The results we found from our previous subseries about classical least squares analysis provides the mechanism for understanding when and why calibration transfer can be done easily or when it will be difficult. Those results also provide a basis for a modified understanding of what calibration transfer means and how we can tell whether or not such a transfer can be performed, for any given analysis.
Before we continue, therefore, let's recap the key findings of our previous column (1) and what the new discoveries were:
2) The different concentration measures are not linearly related to each other.
3) The NIR absorbances, operative for the spectral values used in calibrations, are in fact related to the volume fractions of the mixture components.
4) The lack of bijectivity of point 1 and the nonlinearity of point 2 have nothing to do with the spectroscopy.
These properties of mixtures shed much light (no pun intended) on the behavior of mixtures and on the effect of that behavior on the various calibration algorithms that we apply. There are many implications and ramifications of the new knowledge we have gained, which are touched upon in another publication (2). Here, we discuss the effects of these properties on the behavior of data when we perform calibration transfer exercises.
"Calibration transfer" has been a buzzword in NIR spectroscopy for as long as NIR has been practiced. Other labels have been used over the years, such as "universal calibration," but the concept was the same: to create a calibration model on one instrument and apply it to samples measured on a different instrument. However, there were never any specifications to describe, or even define, what we meant by calibration transfer. No objective criteria were ever set up, by which we could ever know whether we had, in fact, successfully transferred a calibration, or what results can be expected from applying a transferred calibration to routine analysis.

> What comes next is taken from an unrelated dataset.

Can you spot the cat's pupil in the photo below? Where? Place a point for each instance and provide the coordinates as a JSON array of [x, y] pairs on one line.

In place of a formal definition, an empirical procedure has been used, which therefore has also been serving as a de facto definition. The procedure is to attempt transferring a calibration from one instrument to another, and then testing whether the transfer has succeeded. "Success" is determined by the agreement between the accuracy from the analyses on the "parent" instrument (also called the "master") instrument with the accuracy of the analytical results on the second instrument (usually called the "child" or "slave" instrument). Samples different than the ones used for calibration are usually measured on the child unit in order to simultaneously validate the calibration through the use of the separate sample set.

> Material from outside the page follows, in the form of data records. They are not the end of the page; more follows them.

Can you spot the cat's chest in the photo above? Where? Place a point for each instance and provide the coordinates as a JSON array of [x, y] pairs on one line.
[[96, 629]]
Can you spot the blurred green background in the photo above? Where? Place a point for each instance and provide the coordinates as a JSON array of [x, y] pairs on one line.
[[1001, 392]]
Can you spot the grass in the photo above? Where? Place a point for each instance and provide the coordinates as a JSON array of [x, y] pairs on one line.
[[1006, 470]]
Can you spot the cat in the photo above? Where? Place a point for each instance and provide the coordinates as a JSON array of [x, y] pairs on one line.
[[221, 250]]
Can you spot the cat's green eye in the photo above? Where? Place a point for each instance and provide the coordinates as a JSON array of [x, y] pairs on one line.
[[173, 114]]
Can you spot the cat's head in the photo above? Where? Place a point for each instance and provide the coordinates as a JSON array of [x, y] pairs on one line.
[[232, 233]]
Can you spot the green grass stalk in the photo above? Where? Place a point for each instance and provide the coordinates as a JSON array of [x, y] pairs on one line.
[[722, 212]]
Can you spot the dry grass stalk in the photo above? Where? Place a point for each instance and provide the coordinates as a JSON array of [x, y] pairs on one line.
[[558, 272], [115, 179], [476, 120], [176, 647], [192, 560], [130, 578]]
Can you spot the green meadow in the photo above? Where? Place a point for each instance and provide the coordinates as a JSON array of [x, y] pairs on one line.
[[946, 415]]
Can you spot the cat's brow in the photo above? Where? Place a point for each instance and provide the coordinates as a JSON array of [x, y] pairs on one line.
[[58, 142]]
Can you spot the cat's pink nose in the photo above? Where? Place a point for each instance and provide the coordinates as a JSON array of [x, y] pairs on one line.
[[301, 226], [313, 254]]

However, this empirical procedure conflates (the proper statistical term is "confounds") the issue of calibration transfer with the issue of whether the original calibration is any good to start with, whether the new sample set used to test the transfer capability is itself a proper set, and also whether the reference laboratory values are appropriate and have the same accuracy as the ones used for the calibration sample set. In principle, a true calibration transfer procedure should provide the same analytical performance on the two instruments, whether that performance is good or bad. With the current state of affairs, if we get good (accurate) performance on both instruments then that constitutes evidence that all is well. On the other hand, if we get good (accurate) performance on the parent instrument but poor performance on the child instrument, we have no information as to whether that is because of the calibration being nontransferable, a defect in the child instrument, an improper set of test samples, or a set of samples for the child instrument that has poor reference laboratory values.
Our previous exposition of the behavior of classical least squares (CLS) and the results from applying it to data was unfortunately never completed. We do hope to eventually publish "the rest of the story" (with all respect to Paul Harvey), but for now we will jump ahead of that full exposition to make use of some of the results and learn what they tell us about the behavior of data for calibration transfer.
The data used were taken from the 2002 International Diffuse Reflectance Conference (IDRC, Chambersburg, Pennsylvania) as the dataset for the "Software Shootout" at that conference. It was made publicly available and is described and can be downloaded from the following web page: http://www.idrc-chambersburg.org/ss20022012.html.
The contributors of the "Software Shootout" dataset also published their results from it (3); the publication also includes a more detailed description of the data.
More details concerning the instrumentation, sample preparation, and measurement procedures can also be found in the above-cited article (3). In this article, we concentrate our attention on the results from the 155 pilot plant calibration samples. Suffice it to say, for now, that we found equivalent results from the other two data sets included in that shootout data.
For the sake of completeness we note that for the purposes of the shootout, the instruments were arbitrarily designated unit 1 and unit 2. All our calibrations were performed on data from unit 1 and the models were used to predict corresponding measurements from unit 2.